Shubhabrata Marmar Updated: January 03, 2019, 06:39 PM IST

I was being ferried from the airport to an event when a fellow (non-riding) journalist asked, "What's the big difference between cars and bikes on a racetrack, then?" Another journalist gave a rather good answer which I am going to paraphrase. He said, "Cars are slow so you have more time. Bikes don't give you time." And that's why if you're going to ride well, you must anticipate what is about to come at you and what to do about it? Let me explain in a little more detail.

Cars can use their contact patches to carry a lot of speed around corners. But their weight and power usually produce slower acceleration. A motorcycle is almost exactly the opposite. This means a rider - you - has to slow down a lot for every corner and then accelerate very hard towards the next one. The light weight and high power combination means that you shoot from corner exit to corner entry very rapidly - you have no time to think.

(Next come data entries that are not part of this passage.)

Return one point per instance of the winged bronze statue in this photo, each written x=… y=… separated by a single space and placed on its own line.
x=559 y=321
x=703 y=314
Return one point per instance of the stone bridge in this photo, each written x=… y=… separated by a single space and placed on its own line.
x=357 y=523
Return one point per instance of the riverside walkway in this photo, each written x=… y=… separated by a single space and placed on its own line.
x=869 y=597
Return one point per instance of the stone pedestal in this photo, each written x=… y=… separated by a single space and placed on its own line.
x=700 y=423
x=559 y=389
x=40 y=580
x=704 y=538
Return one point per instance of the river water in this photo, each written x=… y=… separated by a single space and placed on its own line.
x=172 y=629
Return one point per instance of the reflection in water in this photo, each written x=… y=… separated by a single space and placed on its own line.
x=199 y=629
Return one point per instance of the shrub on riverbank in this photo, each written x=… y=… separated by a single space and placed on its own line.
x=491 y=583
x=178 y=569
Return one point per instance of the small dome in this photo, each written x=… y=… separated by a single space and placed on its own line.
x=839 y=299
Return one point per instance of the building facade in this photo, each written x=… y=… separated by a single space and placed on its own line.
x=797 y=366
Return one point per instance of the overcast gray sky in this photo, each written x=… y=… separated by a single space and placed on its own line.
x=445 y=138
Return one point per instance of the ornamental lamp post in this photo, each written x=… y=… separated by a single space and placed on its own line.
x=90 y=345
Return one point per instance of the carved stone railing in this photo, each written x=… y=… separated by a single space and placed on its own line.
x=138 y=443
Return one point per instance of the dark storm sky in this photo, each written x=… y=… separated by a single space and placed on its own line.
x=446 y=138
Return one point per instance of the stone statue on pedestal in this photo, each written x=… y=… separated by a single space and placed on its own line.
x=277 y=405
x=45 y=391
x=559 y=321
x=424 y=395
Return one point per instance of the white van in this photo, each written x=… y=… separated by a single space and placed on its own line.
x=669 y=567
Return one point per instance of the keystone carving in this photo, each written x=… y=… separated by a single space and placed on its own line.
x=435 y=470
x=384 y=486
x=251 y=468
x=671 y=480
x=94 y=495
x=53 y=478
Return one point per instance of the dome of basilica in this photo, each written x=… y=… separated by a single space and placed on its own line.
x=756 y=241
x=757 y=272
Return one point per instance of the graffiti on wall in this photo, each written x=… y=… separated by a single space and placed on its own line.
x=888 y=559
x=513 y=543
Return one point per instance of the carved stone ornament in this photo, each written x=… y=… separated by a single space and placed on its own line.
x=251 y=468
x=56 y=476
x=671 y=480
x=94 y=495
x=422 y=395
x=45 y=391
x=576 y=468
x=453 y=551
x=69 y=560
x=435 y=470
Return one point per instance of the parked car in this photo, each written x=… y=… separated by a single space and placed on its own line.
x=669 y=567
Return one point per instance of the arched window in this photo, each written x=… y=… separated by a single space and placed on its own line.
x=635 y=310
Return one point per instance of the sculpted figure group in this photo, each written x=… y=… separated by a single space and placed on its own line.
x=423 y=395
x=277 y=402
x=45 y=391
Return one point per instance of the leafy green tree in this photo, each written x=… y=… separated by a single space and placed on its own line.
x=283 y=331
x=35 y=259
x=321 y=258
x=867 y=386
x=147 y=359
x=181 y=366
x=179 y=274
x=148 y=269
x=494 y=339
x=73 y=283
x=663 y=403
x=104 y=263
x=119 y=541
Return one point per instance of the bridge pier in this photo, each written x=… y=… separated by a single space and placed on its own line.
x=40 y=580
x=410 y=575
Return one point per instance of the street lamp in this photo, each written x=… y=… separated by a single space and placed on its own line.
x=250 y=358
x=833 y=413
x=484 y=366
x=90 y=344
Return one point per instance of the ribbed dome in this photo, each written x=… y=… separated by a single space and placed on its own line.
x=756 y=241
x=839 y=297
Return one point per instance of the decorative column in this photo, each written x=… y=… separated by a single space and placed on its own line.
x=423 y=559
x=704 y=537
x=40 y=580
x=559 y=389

You do have time to think, but it requires you to be thinking about what is about to come at you. At a racetrack, this means that as you enter Turn 1, you're already searching for the apex marker for that turn while thinking of the line you'll take from there to the entry of Turn 2. The faster the machine, the further ahead you must think.

If you fail to, you're reacting to whatever your eyes happen to see, whatever your bum is feeling. That's unsmooth, very slow and odds are it will increase your risk level too. This idea applies to the street also. The underlying principles do not change. The idea that you must see what's coming at you as early as possible produces the chance that you have more fractions of seconds to think and respond to that situation even as it evolves in front of you. In the simplest terms, it's better to see the cow in the middle of the road from far away rather than when your front wheel is two inches from its morose nose.

Anticipation is about the step after that. It's about using this information to decide what to do about it and start making the preparations for that sequence of control inputs. The essence of riding well, as you've read in this section of OVERDRIVE, is throttle control and smoothness. The foundation on which they're executed is your ability to think ahead and effortlessly execute the decisions you made earlier while your brain is busy working out what happens after that. You think you ride with your hands, feet, core and muscles? Better riding is in your brain.